19

I'm looking for a Python package that implements multivariate linear regression.

(Terminological note: multivariate regression deals with the case where there are more than one dependent variables while multiple regression deals with the case where there is one dependent variable but more than one independent variables.)

Franck Dernoncourt
  • 5,862
  • 12
  • 44
  • 80

2 Answers2

14

You can still use sklearn.linear_model.LinearRegression. Simply make the output y a matrix with as many columns as you have dependent variables. If you want something non-linear, you can try different basis functions, use polynomial features, or use a different method for regression (like a NN).

jamesmf
  • 3,117
  • 1
  • 18
  • 25
2

Just for fun you can compute the feature by hand by forming tuples $seq =(d_1,...,d_N)$ such that $Sum(seq) = \sum^N_{i=1} \leq D$. Once you form those tuples each entry indicates the power the current raw feature should be raised by. So say $(1,2,3)$ would map to the monomial $x_1 x_2^2 x_3^3$.
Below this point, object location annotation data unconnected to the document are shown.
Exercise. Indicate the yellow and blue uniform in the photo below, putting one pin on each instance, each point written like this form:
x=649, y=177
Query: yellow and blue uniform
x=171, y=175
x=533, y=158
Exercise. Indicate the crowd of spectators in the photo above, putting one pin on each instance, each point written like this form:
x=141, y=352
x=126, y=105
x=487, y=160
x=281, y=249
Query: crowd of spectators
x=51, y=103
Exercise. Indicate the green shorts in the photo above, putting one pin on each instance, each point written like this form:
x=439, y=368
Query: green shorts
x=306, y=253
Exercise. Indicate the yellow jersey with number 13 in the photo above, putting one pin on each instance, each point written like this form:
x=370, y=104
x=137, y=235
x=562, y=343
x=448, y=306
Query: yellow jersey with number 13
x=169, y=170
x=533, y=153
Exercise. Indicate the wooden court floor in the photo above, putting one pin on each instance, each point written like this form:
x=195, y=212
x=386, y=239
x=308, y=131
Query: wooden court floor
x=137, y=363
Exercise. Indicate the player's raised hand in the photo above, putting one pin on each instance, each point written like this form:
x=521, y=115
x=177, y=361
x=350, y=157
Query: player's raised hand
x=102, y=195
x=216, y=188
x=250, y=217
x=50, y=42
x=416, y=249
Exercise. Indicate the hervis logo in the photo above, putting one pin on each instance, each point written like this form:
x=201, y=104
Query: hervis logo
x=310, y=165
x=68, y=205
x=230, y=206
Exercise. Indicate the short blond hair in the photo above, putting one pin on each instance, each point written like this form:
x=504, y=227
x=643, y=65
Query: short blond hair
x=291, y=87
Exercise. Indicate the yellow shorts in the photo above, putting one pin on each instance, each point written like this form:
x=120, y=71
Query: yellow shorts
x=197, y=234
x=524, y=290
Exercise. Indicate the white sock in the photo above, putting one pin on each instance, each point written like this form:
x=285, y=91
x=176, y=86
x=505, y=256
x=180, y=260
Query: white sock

The code to get the tuples is:

def generate_all_tuples_for_monomials(N,D):
    if D == 0:
        seq0 = N*[0]
        sequences_degree_0 = [seq0]
        S_0 = {0:sequences_degree_0}
        return S_0
    else:
        # S_all = [ k->S_D ] ~ [ k->[seq0,...,seqK]]
        S_all = generate_all_tuples_for_monomials(N,D-1)# S^* = (S^*_D-1) U S_D
        print(S_all)
        #
        S_D_current = []
        # for every prev set of degree tuples
        #for d in range(len(S_all.items())): # d \in [0,...,D_current]
        d = D-1
        d_new = D - d # get new valid degree number
        # for each sequences, create the new valid degree tuple
        S_all_seq_for_deg_d = S_all[d]
        for seq in S_all[d]:
            for pos in range(N):
                seq_new = seq[:]
                seq_new[pos] = seq_new[pos] + d_new # seq elements dd to D
                if seq_new not in S_D_current:
                    S_D_current.append(seq_new)
        S_all[D] = S_D_current
        return S_all

then it should be easy to do regression if you know linear algebra.

c = pseudo_inverse(X_poly)*y

example. Probably better to do regularized linear regression though if your interested in generalization.


Acknowledgements to Yuval is CS exchange for the help.